By Stacy Jurado-Miller, Chief Mission Officer/Developer and Co-Founder at the Vecino Group
This column was originally published in the St. Louis Post-Dispatch.
On Nov. 17, Gov. Eric Greitens and six out of eight members of the Missouri Housing Development Commission moved to eliminate state low-income housing tax credits. They did it outside of the legislative process. They did it with unconfirmed commissioners. They did it after almost an entire year of inaction regarding the creation of new affordable housing.
As a company, the Vecino Group debated how to react. We knew that speaking out against the actions of the governor and commissioners could be career suicide. One of the problems with Missouri is that these tax credits are awarded without a point system. The commission is made up of the state’s top elected officials and gubernatorial appointees. With political influence potentially affecting which housing deals are funded and whichdeals are not, the safe move is to curry political favor, hold back on criticism, and stay quiet.
But safe isn’t always right.
In eliminating the state low-income housing tax credit, the governor talked about ending “politics as usual.” What he moved to end, though, is funding. He kept the politics completely intact.
Nowhere in his statement on ending the tax credits did the governor present an alternative plan for addressing affordable housing needs in Missouri. That alone is a red herring. There are 28,000 people on the waiting list for affordable housing at the St. Louis Public Housing Authority. In Kansas City, there are 1,600 homeless people and a two- to three-year waiting list at the KC Public Housing Authority. All across Missouri, rents are rising, housing inventory is shrinking, and vast swaths of our neighbors are one stroke of bad luck away from living on the streets. Nearly every mayor in Missouri stands united in opposing the elimination of the tax credits.
A few things deserve light and transparency in this situation:
The commission proposed no changes to eliminate potential political influence from the funding process. Almost all states, except Missouri, allocate their low-income housing tax credits via a point system. A scoring rubric is published in advance, applications are analyzed and scored according to the published rubric, and all scores are posted on state agency websites for public viewing. In Missouri, there is no point system. No one every really knows why a deal was or was not funded. Some of the MHDC commissioners are elected officials. Elected officials receive donations. The whole thing is rife with the potential for influence and a lack of transparency.
Creating a point system also allows the state to prioritize what type of housing it wants, proactively meeting the most pressing housing needs. This ensures the quantifiable results Greitens says are missing from the current program.
If this tax credit program is eliminated, another funding source will be needed to bridge the funding gap for permanent supportive housing. The draft qualified application plan still prioritizes housing for homeless veterans and people with developmental disabilities. Without tax credits or an alternate form of supplemental funding, though, it will be impossible to create the extremely low rents and supportive services required for supportive housing. This alternative should be determined before the tax credit program is eliminated.
Changes to the tax credit program are to be determined by the Legislature, as per the Missouri Constitution. The events of Nov. 17 violated legislative process. Additionally, Commissioner Jason Crowell, who brought forth the plan to eliminate tax credit program, was quickly appointed by Gov. Greitens and has not been approved by the state Senate.
The Missouri Housing Development Commission has failed to act on a state-approved notice of funding availability issued in 2016 for a 4 percent bond funding round.

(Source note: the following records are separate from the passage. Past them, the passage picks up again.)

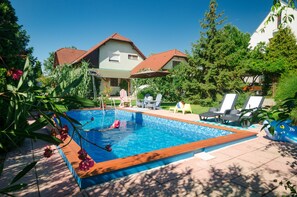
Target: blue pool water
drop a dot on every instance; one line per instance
(138, 133)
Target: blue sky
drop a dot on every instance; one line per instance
(153, 25)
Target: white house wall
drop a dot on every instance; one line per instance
(123, 49)
(169, 66)
(271, 27)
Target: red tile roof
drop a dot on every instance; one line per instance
(67, 55)
(115, 36)
(157, 61)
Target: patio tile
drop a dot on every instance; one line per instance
(258, 157)
(219, 158)
(111, 189)
(168, 173)
(138, 182)
(184, 187)
(234, 168)
(230, 189)
(262, 180)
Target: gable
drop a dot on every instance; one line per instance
(272, 27)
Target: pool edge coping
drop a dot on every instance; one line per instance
(70, 151)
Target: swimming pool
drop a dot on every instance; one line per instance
(142, 142)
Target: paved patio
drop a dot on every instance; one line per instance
(251, 168)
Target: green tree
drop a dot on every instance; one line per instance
(13, 39)
(201, 62)
(48, 63)
(63, 76)
(281, 56)
(216, 59)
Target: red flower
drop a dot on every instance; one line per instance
(86, 162)
(64, 132)
(53, 132)
(48, 152)
(65, 129)
(82, 154)
(15, 73)
(108, 148)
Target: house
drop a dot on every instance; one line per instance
(110, 61)
(158, 63)
(272, 27)
(116, 60)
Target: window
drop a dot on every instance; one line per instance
(114, 82)
(114, 57)
(133, 57)
(175, 63)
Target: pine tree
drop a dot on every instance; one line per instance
(216, 58)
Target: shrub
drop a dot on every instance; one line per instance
(287, 86)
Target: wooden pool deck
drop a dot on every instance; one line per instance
(249, 168)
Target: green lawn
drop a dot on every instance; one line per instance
(197, 109)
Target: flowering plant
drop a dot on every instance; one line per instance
(21, 100)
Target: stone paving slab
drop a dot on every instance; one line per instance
(245, 169)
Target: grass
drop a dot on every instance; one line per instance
(197, 109)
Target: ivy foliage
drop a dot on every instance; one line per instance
(63, 76)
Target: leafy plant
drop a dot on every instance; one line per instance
(22, 101)
(63, 76)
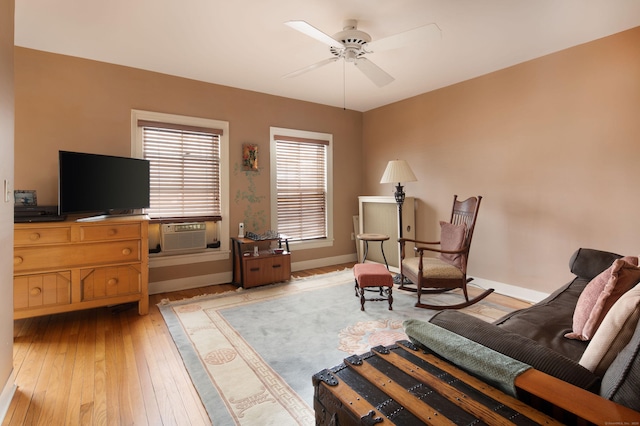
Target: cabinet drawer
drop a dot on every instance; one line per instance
(263, 270)
(41, 236)
(109, 232)
(41, 290)
(57, 257)
(99, 283)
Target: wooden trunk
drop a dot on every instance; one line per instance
(402, 385)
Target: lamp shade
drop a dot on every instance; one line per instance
(398, 171)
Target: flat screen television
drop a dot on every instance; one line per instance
(104, 184)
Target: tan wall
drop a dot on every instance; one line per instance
(552, 144)
(6, 208)
(81, 105)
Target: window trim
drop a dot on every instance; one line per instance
(221, 253)
(302, 134)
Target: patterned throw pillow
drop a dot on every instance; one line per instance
(600, 294)
(614, 333)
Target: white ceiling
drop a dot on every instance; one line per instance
(245, 44)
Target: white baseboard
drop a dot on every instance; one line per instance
(226, 277)
(190, 282)
(521, 293)
(7, 394)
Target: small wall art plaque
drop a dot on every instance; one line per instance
(249, 157)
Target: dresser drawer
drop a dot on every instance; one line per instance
(41, 290)
(65, 256)
(98, 283)
(109, 232)
(266, 269)
(41, 236)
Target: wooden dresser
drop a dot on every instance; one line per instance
(68, 266)
(265, 268)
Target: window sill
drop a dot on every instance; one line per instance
(305, 245)
(159, 260)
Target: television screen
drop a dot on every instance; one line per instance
(90, 183)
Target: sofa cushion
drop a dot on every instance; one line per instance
(517, 347)
(600, 294)
(614, 333)
(549, 320)
(452, 239)
(622, 380)
(588, 263)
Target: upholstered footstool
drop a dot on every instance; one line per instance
(369, 275)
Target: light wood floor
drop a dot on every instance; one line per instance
(112, 366)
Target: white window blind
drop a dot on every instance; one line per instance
(301, 183)
(185, 169)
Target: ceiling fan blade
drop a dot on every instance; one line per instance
(310, 67)
(375, 73)
(424, 33)
(313, 32)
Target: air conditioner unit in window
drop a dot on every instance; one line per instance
(183, 237)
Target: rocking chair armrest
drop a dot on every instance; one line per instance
(409, 240)
(419, 250)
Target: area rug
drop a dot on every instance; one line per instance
(251, 353)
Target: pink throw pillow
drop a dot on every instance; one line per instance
(600, 294)
(451, 239)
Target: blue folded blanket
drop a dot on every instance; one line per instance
(493, 367)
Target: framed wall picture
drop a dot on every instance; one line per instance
(25, 197)
(249, 157)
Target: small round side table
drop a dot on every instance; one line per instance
(373, 237)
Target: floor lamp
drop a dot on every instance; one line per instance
(398, 171)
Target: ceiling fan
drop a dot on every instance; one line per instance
(352, 45)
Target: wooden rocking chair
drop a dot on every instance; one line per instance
(449, 270)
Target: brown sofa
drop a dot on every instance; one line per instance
(536, 336)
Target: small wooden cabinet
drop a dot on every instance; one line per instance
(68, 266)
(267, 267)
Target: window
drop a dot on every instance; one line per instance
(185, 169)
(189, 167)
(301, 186)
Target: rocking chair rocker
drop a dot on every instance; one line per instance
(448, 271)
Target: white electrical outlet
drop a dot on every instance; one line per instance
(7, 191)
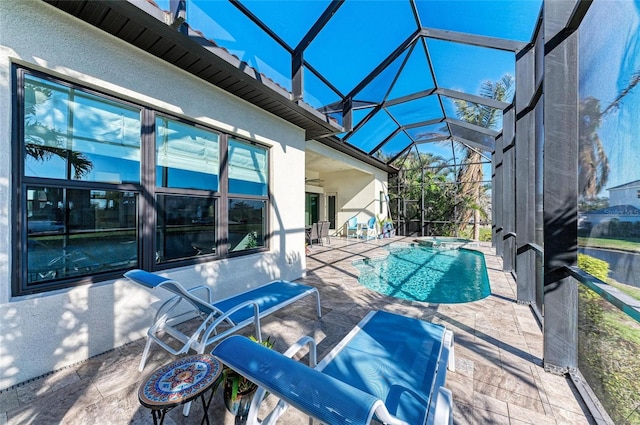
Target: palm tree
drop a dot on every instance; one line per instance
(470, 172)
(42, 142)
(593, 168)
(593, 165)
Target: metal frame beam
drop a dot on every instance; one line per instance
(469, 126)
(486, 101)
(473, 40)
(560, 182)
(471, 143)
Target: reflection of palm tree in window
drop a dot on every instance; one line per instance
(593, 167)
(43, 142)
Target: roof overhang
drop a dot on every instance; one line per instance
(142, 24)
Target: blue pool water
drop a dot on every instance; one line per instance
(426, 274)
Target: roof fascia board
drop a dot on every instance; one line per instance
(149, 16)
(340, 146)
(487, 101)
(473, 40)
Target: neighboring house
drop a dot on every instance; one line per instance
(625, 194)
(624, 206)
(115, 158)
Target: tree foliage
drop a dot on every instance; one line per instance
(42, 142)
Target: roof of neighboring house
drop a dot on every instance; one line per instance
(615, 210)
(635, 183)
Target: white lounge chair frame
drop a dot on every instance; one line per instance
(234, 311)
(306, 388)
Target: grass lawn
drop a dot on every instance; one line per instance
(632, 245)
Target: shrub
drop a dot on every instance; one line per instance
(594, 266)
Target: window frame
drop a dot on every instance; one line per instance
(146, 191)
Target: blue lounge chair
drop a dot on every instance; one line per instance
(390, 368)
(217, 319)
(353, 228)
(372, 230)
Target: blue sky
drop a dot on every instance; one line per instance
(359, 36)
(362, 33)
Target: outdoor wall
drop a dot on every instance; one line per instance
(44, 332)
(358, 186)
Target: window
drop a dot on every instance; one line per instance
(248, 188)
(89, 207)
(79, 152)
(187, 157)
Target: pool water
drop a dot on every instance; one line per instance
(418, 273)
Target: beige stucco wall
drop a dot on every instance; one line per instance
(357, 187)
(45, 332)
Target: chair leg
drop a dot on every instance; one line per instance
(145, 354)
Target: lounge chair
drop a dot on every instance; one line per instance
(324, 232)
(371, 229)
(235, 312)
(353, 228)
(390, 368)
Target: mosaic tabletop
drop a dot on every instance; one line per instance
(179, 381)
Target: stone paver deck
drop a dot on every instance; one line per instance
(499, 377)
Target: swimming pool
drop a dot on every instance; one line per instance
(419, 273)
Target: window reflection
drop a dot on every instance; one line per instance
(608, 174)
(187, 157)
(247, 224)
(73, 135)
(186, 227)
(248, 168)
(73, 232)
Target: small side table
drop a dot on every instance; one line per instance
(180, 382)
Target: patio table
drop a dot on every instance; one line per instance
(180, 382)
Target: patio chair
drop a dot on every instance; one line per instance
(216, 320)
(353, 229)
(314, 234)
(390, 368)
(371, 228)
(324, 232)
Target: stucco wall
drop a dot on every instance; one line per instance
(46, 332)
(358, 188)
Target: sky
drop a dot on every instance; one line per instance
(359, 36)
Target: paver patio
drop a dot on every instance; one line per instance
(499, 377)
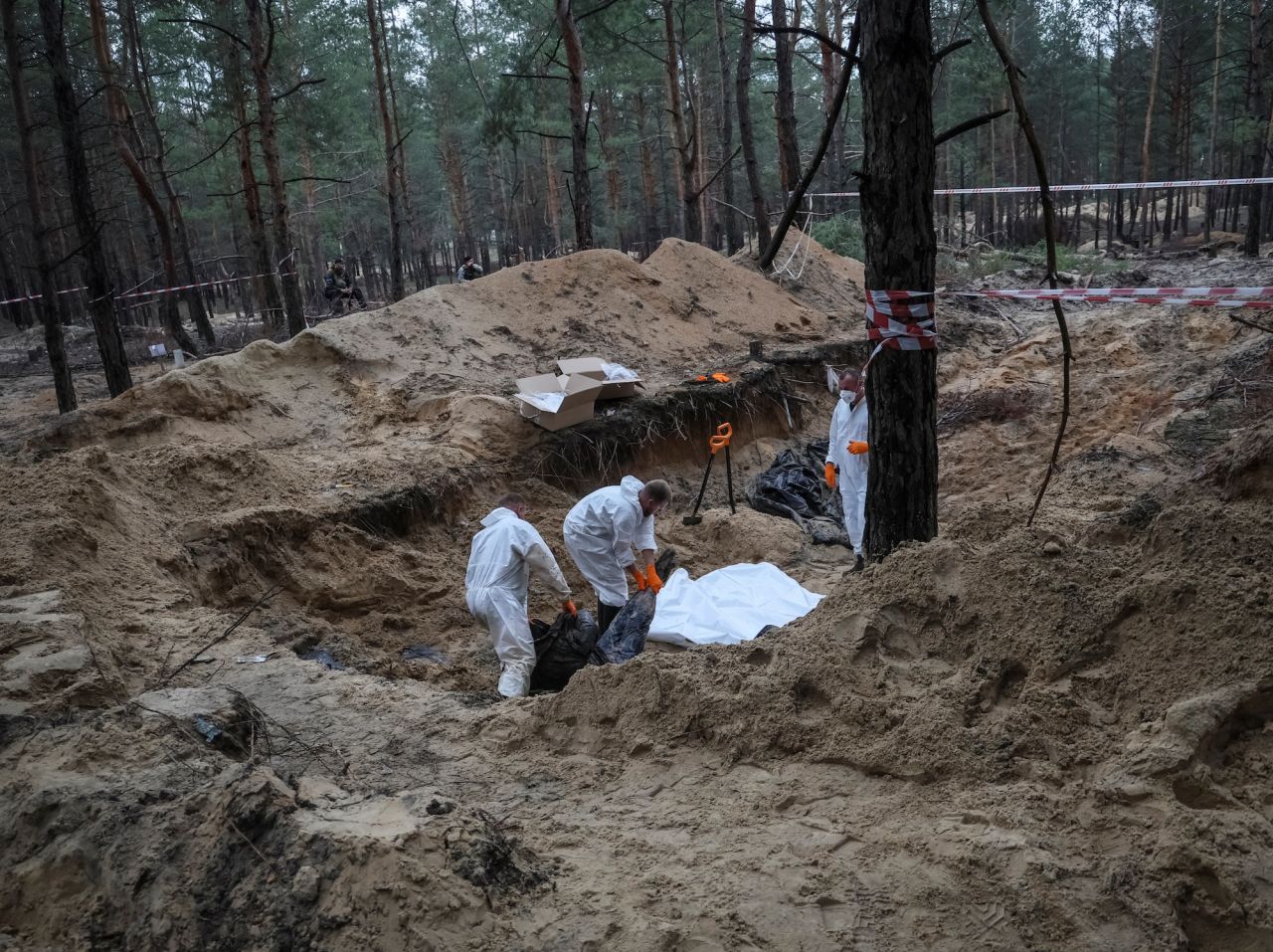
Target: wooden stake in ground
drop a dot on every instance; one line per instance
(1049, 223)
(901, 255)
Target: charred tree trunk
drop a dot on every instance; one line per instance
(1212, 122)
(785, 100)
(259, 238)
(901, 255)
(46, 305)
(730, 215)
(1146, 195)
(181, 235)
(262, 41)
(398, 289)
(686, 145)
(117, 118)
(582, 192)
(100, 294)
(649, 197)
(1255, 100)
(748, 140)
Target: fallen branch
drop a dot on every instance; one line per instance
(1049, 219)
(273, 591)
(968, 126)
(1250, 323)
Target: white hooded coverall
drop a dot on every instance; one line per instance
(601, 532)
(504, 556)
(849, 424)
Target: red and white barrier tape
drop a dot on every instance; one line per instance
(900, 319)
(1082, 187)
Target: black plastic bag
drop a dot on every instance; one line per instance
(562, 648)
(795, 487)
(626, 638)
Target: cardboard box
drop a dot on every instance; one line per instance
(578, 393)
(595, 368)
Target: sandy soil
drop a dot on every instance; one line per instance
(1012, 737)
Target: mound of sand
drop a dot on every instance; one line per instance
(1009, 737)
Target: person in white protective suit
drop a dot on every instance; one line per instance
(846, 456)
(601, 532)
(504, 556)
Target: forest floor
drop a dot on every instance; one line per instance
(1012, 737)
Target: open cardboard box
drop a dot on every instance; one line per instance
(578, 393)
(595, 368)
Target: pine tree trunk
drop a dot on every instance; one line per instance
(398, 289)
(785, 100)
(553, 194)
(686, 148)
(262, 49)
(181, 233)
(614, 183)
(1255, 101)
(404, 187)
(80, 187)
(1146, 197)
(1212, 123)
(730, 214)
(46, 305)
(745, 135)
(259, 238)
(649, 197)
(582, 192)
(117, 117)
(901, 255)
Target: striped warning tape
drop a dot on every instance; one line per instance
(1081, 187)
(1216, 296)
(1208, 296)
(153, 291)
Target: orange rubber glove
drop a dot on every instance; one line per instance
(653, 581)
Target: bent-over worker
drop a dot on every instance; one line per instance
(846, 456)
(340, 286)
(504, 556)
(601, 532)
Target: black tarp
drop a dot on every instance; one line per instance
(795, 487)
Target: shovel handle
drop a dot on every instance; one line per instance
(721, 441)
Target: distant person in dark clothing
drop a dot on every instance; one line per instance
(340, 286)
(468, 272)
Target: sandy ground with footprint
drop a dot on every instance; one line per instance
(1012, 737)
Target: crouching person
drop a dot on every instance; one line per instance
(504, 556)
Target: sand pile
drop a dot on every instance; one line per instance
(1005, 738)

The notice solicited applications for housing applications, with funding decisions expected in March. It is now December and nothing has happened. The applications received were never even posted on the website. Though a new administration might look toward future changes, when Missouri issues such a notice and businesses spend time and money to respond, the notice should be executed.
The best governance is transparent, honest and inclusive. Affordable housing is too important to merit anything less.
Prone to toothy smiles and passionate causes, Stacy Jurado-Miller brought the greater good mission to the Springfield, Missouri-based Vecino Group and maintains its focus today. As a Co-Founder and a Supportive Housing Developer, she’s grateful to make a living through social activism. She’s also grateful for fine-waiving day at the library, morning workouts, and any weekend that doesn’t involve a kid birthday party.
Articles in “From the Field” represent the opinions of the author only and do not represent the views of the Community Builders Network of Metro St. Louis or the University of Missouri-St. Louis.